Various avenues of approach have led and are leading the children of men to the practical sources of divine good as plainly set forth in the Christian Science textbook, "Science and Health with Key to the Scriptures" by Mary Baker Eddy. Sickness and pain have roused many to a readiness for spiritual thinking. The misery of sin, the ravaging of false appetite, the heaviness of sorrow, the fears of deprivation and death, have again and again turned thought to something higher and more effective than the merely mortal and material. Concern and care for a loved one have often urged the investigation of Christianly scientific means. And numberless times troubled hearts have been awakened to surprised questioning and interested seeking by hearing the six words, "I am grateful for Christian Science." Then as the wideness of God's mercy is shown forth in the operative power of divine law and the inquirer becomes a student of Christian Science, he adds his own expression of thanks to God for this truth and for Mary Baker Eddy, its Discoverer and Founder.

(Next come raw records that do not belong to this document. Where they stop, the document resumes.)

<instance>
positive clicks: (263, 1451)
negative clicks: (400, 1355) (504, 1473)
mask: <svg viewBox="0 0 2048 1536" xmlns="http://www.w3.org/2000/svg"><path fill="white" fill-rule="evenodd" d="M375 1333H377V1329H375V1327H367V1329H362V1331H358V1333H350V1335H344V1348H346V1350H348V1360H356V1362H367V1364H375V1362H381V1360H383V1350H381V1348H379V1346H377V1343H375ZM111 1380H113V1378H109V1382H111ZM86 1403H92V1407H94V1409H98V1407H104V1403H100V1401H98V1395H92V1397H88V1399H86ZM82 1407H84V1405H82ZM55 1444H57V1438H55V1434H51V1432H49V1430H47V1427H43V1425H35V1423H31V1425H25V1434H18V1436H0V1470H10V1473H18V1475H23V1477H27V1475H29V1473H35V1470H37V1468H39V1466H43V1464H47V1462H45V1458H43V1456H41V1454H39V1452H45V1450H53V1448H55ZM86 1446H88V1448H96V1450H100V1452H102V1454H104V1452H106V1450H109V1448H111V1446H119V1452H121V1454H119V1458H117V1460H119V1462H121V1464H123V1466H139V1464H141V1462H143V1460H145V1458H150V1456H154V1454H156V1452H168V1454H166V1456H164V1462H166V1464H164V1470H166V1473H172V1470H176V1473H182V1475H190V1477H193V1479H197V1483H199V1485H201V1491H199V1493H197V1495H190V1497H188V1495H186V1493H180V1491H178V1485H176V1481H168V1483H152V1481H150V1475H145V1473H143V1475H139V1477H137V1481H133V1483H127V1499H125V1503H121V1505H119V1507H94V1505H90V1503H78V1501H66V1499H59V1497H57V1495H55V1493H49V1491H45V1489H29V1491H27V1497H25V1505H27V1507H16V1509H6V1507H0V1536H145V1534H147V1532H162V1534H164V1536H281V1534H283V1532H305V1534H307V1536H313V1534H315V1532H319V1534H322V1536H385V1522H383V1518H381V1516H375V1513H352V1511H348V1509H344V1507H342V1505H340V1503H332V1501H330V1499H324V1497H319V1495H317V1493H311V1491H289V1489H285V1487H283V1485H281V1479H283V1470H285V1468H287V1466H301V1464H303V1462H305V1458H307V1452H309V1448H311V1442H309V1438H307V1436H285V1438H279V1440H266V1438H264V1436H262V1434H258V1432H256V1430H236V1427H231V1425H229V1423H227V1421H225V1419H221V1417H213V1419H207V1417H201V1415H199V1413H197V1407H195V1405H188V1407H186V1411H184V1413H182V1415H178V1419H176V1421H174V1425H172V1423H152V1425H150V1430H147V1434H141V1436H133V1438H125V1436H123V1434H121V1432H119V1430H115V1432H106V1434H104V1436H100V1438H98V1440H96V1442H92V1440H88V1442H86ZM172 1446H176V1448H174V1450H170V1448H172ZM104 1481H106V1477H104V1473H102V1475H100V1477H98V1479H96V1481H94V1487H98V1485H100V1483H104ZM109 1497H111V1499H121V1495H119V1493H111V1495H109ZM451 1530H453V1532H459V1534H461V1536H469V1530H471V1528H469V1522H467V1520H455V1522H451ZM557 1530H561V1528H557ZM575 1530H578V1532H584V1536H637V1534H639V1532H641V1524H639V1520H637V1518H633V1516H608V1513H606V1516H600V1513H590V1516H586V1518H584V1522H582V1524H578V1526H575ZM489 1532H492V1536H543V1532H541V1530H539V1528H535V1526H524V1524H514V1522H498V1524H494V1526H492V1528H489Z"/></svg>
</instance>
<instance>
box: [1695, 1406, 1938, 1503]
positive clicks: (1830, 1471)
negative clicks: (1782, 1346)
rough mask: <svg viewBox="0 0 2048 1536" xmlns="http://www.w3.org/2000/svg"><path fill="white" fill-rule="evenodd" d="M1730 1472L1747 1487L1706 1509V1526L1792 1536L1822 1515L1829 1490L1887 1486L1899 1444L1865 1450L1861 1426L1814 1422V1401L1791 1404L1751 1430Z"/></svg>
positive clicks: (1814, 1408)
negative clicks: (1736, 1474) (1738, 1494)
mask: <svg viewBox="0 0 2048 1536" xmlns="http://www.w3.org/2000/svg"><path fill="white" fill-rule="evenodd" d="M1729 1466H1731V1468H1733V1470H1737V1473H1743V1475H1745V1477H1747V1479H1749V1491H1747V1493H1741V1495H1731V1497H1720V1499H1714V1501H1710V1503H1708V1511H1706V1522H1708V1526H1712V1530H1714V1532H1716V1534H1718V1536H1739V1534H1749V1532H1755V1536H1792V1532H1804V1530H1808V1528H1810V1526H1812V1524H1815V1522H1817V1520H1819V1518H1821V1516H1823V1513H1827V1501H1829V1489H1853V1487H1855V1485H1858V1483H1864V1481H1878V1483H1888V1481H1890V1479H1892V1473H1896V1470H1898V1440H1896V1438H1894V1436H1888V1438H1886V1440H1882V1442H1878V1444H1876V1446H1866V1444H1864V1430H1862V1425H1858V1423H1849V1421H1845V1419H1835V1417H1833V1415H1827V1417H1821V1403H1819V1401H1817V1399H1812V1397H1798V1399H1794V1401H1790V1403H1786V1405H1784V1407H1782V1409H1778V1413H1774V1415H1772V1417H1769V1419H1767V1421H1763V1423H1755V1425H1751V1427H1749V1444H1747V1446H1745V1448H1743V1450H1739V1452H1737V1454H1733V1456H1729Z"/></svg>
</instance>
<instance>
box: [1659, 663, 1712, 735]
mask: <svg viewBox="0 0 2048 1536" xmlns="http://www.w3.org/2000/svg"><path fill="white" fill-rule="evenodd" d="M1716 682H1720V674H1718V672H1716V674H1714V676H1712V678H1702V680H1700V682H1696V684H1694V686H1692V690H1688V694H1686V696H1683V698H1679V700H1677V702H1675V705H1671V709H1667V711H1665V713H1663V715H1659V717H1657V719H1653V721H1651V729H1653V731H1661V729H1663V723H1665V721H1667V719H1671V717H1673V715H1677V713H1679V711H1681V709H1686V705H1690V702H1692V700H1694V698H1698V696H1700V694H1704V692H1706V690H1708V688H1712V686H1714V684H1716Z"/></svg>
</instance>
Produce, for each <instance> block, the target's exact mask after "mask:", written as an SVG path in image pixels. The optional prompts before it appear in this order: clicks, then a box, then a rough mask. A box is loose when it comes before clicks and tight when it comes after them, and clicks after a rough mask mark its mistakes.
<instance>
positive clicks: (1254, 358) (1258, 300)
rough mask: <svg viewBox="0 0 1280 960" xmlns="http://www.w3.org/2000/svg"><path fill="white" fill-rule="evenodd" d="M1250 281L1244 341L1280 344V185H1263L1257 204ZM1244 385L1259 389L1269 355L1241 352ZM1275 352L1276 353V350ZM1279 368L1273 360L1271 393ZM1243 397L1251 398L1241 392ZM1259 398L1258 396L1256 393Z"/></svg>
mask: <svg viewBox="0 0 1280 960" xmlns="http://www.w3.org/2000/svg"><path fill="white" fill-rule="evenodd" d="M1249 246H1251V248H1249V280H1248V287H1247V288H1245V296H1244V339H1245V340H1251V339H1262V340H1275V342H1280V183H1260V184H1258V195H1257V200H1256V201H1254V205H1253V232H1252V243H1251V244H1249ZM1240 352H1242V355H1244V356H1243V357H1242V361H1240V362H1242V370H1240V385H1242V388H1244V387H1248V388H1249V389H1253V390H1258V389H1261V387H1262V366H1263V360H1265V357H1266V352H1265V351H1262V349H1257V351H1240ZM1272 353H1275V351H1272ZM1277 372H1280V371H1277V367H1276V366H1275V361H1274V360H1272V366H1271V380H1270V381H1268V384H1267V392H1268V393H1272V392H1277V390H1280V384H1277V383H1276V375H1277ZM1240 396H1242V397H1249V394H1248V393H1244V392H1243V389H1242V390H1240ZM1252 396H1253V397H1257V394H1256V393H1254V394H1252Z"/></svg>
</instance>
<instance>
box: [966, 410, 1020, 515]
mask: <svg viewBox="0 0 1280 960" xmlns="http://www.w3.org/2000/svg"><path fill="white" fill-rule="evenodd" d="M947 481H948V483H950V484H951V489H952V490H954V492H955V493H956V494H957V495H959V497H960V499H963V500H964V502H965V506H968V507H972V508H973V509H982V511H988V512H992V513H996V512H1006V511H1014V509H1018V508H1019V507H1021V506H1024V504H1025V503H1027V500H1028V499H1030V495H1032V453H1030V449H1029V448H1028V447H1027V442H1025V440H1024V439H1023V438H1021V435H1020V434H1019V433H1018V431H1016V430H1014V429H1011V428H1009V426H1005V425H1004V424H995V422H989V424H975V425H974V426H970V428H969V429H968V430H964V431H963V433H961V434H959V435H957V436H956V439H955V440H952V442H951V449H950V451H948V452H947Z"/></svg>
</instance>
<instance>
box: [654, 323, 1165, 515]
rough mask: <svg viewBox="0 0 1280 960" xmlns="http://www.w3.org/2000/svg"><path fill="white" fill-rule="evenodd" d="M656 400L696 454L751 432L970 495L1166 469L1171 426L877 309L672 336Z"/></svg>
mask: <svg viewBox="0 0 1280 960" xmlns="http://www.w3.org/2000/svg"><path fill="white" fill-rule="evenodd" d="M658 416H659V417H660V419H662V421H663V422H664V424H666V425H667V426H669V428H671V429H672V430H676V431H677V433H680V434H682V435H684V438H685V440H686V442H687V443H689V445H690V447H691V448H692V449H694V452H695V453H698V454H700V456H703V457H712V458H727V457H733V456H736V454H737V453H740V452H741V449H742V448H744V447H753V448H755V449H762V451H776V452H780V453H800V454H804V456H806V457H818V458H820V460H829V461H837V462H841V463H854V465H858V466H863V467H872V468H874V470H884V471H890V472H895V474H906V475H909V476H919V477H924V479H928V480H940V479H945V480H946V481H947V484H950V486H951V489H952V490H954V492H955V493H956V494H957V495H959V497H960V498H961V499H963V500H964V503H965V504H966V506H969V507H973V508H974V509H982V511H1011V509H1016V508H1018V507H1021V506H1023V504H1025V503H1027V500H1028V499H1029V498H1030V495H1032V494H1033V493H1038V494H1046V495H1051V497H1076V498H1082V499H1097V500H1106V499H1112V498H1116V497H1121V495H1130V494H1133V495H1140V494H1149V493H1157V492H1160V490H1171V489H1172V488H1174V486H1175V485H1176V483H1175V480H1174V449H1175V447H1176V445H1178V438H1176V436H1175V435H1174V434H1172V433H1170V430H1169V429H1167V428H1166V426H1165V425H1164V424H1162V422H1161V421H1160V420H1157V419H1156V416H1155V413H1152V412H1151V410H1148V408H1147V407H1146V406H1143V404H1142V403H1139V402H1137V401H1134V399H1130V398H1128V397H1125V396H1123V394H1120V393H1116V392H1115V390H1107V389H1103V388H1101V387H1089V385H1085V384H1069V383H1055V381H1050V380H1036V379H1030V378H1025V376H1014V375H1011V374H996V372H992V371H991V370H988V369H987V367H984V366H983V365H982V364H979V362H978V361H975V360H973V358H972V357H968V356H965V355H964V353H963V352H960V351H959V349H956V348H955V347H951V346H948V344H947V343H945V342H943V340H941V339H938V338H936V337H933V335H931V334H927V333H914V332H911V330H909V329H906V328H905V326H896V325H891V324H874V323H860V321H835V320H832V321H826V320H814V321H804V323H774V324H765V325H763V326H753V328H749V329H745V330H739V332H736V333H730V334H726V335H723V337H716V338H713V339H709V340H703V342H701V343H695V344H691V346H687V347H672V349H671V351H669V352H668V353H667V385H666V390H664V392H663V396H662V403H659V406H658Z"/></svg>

A young woman inquiring into Christian Science rebelled at an estimate of God as good. She said: "Either God isn't good, or He doesn't govern. Otherwise there would be no war." She was asked to think for a moment of all the mistakes on school blackboards and papers, also in household accounts and even at times in business accounting. When the question was submitted as to the verity, soundness, and extent of the principle of mathematics, she agreed that it is an unwavering principle and that it governs the science of mathematics at all times. The principle, obviously, was not responsible for the errors, nor for the consequences of the adoption of any of those errors.